17.2 Suspension shall not constitute breach and costs arising shall be borne by the Client.

 

18. Assignment and Sub‑Consultants

18.1 The Client may not assign the Contract without written consent.

18.2 The Consultant may engage sub‑consultants while remaining responsible for the Services.

 

19. Non‑Solicitation

19.1 The Client shall not solicit or employ the Consultant’s personnel involved in the Services during the Contract and for 12 months thereafter.

 

20. Anti‑Bribery and Ethics

20.1 Each party warrants compliance with all applicable anti‑corruption and anti‑bribery laws of Kenya.

 

21. Dispute Resolution

21.1 The parties shall first attempt in good faith to resolve any dispute or claim arising out of or in connection with this Contract through amicable negotiations.

21.2 If the dispute is not resolved within thirty (30) days of written notice, the dispute shall be finally and exclusively referred to arbitration in accordance with the Arbitration Act, 1995 (Kenya).

21.3 The seat and venue of arbitration shall be Nairobi, Kenya.

21.4 The arbitral tribunal shall consist of one arbitrator appointed by mutual agreement of the parties, failing which the arbitrator shall be appointed by the Chairperson of the Chartered Institute of Arbitrators (Kenya Branch) upon application by either party.

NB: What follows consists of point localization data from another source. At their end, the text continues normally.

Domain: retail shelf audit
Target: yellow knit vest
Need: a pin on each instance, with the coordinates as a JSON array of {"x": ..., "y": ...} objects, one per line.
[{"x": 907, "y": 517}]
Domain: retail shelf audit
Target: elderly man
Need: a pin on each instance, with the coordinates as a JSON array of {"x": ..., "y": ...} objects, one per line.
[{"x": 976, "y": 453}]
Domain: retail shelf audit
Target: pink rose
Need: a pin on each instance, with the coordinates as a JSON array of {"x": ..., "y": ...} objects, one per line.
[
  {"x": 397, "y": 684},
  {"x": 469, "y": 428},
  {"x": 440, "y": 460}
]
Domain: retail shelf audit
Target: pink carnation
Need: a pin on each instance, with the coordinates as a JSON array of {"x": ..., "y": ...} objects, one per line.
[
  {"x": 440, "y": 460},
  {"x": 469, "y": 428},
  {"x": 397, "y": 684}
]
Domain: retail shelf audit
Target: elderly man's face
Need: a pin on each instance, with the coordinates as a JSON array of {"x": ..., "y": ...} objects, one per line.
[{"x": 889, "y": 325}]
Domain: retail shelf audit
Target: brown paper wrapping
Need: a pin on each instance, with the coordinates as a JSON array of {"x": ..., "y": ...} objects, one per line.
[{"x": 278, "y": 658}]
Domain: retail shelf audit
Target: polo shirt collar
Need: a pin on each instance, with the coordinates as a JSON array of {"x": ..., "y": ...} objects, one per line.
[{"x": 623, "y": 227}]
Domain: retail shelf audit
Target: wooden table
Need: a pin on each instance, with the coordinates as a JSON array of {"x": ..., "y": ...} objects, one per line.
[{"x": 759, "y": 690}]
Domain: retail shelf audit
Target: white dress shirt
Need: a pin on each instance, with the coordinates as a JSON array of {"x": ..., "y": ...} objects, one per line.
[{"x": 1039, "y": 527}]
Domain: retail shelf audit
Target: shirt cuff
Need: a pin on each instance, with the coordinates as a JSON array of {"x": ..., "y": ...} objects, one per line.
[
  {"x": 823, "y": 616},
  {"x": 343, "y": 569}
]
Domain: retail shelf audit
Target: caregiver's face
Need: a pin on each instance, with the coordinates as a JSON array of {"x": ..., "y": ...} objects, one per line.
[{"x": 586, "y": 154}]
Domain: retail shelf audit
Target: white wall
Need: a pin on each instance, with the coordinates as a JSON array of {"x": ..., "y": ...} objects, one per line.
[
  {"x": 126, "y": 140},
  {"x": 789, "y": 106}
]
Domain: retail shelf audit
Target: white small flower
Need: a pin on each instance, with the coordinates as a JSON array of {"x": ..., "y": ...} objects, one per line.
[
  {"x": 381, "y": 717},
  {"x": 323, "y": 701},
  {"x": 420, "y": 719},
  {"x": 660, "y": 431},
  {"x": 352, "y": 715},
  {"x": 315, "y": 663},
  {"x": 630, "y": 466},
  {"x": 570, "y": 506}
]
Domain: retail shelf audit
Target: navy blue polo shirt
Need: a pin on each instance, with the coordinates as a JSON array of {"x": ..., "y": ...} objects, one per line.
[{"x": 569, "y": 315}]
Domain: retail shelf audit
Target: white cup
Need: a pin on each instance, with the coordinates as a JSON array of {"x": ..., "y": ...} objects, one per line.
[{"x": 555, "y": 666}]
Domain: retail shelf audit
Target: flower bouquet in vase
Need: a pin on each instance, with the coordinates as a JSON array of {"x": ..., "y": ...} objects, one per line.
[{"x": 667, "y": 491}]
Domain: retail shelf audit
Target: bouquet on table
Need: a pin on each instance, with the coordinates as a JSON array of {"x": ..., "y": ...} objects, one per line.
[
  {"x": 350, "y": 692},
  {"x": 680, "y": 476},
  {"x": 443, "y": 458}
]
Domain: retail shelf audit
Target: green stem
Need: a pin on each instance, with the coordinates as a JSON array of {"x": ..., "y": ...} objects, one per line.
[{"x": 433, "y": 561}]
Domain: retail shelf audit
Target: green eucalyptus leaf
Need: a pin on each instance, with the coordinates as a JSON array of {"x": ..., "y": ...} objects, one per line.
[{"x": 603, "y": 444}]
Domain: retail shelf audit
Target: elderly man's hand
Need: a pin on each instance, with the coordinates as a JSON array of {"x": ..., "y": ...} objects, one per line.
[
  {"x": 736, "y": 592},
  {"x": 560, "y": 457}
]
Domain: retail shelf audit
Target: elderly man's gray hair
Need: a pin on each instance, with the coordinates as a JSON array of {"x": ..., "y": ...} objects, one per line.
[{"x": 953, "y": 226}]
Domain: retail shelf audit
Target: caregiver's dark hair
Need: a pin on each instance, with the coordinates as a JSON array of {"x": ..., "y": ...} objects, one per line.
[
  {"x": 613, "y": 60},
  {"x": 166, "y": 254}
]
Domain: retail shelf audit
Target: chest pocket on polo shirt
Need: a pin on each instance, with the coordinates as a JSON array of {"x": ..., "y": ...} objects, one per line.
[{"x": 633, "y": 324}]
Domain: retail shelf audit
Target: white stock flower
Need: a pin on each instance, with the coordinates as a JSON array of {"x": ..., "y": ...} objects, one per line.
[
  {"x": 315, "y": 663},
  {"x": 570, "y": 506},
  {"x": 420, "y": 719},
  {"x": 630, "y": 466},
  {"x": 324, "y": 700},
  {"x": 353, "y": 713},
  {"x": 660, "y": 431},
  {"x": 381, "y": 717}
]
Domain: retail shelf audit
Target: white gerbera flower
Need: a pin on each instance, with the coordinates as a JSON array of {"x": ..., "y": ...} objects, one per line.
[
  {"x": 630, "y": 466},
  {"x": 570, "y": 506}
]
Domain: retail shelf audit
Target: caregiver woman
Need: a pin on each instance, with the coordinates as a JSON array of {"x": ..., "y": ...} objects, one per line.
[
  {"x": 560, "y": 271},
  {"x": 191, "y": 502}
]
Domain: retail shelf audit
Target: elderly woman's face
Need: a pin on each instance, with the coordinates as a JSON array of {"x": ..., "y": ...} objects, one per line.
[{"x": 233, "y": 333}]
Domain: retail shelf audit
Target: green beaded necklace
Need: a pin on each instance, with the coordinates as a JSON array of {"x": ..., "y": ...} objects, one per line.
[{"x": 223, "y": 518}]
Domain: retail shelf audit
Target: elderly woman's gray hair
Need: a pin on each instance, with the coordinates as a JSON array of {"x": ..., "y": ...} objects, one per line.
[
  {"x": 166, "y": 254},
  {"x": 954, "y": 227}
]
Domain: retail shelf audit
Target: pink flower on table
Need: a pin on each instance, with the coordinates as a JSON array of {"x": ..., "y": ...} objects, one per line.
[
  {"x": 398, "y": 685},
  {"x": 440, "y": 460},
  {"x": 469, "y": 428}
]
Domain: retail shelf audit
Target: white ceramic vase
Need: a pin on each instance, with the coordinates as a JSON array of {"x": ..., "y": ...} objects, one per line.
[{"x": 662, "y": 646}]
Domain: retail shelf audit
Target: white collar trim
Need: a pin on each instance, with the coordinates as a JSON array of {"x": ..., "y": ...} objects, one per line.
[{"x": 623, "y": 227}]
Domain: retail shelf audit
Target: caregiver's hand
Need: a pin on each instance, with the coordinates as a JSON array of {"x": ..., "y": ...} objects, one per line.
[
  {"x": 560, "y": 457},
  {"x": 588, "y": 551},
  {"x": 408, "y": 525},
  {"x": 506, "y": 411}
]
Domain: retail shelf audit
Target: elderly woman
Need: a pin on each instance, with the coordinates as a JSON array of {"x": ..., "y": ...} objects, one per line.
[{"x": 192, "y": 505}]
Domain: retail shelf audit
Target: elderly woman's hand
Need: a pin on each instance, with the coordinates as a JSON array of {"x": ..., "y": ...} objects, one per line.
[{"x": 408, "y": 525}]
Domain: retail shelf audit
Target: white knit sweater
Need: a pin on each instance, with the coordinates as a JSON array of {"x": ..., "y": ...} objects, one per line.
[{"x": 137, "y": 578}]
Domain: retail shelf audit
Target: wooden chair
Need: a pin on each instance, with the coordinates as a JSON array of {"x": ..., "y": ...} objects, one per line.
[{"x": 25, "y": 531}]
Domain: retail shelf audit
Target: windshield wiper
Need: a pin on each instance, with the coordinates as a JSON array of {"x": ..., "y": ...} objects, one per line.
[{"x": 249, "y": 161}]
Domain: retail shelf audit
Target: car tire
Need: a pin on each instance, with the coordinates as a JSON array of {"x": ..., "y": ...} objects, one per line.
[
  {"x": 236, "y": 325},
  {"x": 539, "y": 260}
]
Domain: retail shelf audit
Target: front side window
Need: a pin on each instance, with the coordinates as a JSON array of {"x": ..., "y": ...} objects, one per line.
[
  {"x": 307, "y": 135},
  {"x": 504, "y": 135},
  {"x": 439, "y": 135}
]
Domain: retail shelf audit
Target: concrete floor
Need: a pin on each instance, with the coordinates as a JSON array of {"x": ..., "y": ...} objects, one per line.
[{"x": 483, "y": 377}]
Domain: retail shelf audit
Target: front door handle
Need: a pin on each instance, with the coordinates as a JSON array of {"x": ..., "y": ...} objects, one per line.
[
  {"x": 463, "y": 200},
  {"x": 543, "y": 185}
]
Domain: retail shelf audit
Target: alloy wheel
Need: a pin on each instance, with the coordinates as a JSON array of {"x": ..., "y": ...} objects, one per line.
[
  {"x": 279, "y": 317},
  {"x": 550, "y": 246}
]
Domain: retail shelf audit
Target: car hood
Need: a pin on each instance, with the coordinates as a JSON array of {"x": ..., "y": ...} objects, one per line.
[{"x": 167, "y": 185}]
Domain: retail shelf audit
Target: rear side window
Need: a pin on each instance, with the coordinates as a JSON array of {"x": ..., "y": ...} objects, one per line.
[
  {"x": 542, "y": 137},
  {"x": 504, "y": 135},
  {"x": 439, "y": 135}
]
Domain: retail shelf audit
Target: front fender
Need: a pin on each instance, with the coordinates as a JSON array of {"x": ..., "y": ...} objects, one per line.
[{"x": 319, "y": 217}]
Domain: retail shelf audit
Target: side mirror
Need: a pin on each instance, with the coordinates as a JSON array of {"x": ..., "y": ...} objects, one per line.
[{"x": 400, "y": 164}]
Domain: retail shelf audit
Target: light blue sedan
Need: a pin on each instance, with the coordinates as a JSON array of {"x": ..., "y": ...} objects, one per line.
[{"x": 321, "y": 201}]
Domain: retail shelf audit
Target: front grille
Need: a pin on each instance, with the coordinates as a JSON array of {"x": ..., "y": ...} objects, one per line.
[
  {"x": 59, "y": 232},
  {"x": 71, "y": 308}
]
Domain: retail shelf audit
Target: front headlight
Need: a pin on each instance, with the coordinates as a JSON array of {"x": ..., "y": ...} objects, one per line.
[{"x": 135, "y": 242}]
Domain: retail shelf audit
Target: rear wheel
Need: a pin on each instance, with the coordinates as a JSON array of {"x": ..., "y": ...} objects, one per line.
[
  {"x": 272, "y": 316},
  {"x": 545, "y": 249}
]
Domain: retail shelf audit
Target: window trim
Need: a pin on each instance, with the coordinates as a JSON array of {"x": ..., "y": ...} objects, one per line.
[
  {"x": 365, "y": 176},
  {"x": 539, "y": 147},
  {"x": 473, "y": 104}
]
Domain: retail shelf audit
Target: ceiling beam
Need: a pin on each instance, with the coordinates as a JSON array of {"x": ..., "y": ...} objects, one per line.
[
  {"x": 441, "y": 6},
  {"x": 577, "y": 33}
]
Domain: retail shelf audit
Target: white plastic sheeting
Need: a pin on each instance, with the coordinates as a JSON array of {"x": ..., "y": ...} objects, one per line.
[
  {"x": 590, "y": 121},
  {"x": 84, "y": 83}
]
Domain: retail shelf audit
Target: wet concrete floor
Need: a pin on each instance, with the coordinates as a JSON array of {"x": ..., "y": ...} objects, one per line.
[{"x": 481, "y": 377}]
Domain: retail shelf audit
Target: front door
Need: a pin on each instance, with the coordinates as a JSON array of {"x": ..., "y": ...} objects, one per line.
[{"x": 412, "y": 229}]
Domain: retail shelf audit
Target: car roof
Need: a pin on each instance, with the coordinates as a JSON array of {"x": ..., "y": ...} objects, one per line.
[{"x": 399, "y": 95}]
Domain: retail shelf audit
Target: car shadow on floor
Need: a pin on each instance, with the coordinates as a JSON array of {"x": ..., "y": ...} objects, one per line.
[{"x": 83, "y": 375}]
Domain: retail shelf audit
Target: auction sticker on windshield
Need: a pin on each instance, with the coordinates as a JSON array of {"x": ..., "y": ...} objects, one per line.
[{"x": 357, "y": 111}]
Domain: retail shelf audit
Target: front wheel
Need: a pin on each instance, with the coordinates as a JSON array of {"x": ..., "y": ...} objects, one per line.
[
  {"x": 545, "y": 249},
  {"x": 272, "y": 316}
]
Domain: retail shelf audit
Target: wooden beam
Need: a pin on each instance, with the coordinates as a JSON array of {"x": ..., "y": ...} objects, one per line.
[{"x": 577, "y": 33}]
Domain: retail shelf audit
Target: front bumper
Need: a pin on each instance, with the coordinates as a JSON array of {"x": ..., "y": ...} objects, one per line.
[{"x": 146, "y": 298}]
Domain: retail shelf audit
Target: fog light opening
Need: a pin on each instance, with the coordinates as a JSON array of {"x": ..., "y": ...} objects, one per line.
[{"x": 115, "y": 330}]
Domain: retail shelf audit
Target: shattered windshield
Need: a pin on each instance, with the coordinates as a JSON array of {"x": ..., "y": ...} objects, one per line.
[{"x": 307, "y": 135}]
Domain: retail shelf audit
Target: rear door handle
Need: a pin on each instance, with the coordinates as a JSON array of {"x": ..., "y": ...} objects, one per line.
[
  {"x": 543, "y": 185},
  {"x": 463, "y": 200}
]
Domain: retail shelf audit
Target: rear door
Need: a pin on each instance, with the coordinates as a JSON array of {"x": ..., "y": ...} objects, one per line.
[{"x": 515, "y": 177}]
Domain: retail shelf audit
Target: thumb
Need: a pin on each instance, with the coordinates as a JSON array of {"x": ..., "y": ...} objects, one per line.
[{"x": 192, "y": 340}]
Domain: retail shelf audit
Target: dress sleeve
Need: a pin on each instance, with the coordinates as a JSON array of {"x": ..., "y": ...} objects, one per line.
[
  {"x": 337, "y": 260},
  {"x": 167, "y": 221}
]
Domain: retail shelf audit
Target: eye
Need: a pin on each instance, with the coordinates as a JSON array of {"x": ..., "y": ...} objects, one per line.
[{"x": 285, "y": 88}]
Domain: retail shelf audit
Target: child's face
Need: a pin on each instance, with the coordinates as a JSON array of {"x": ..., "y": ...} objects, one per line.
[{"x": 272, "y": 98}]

21.5 The language of the arbitration shall be English.

21.6 The arbitral award shall be final and binding on the parties.

 

22. Governing Law

22.1 This Contract shall be governed by and construed in accordance with the laws of the Republic of Kenya.

 

23. Entire Agreement

23.1 This Contract constitutes the entire agreement and supersedes all prior discussions or representations.

 

24. Severability

24.1 If any provision is held invalid, the remainder shall remain in full force.

25. Waiver

25.1 Failure to enforce any provision shall not constitute a waiver.

 

26. Notices

26.1 Notices shall be in writing and delivered by hand, email or registered post to the last notified address.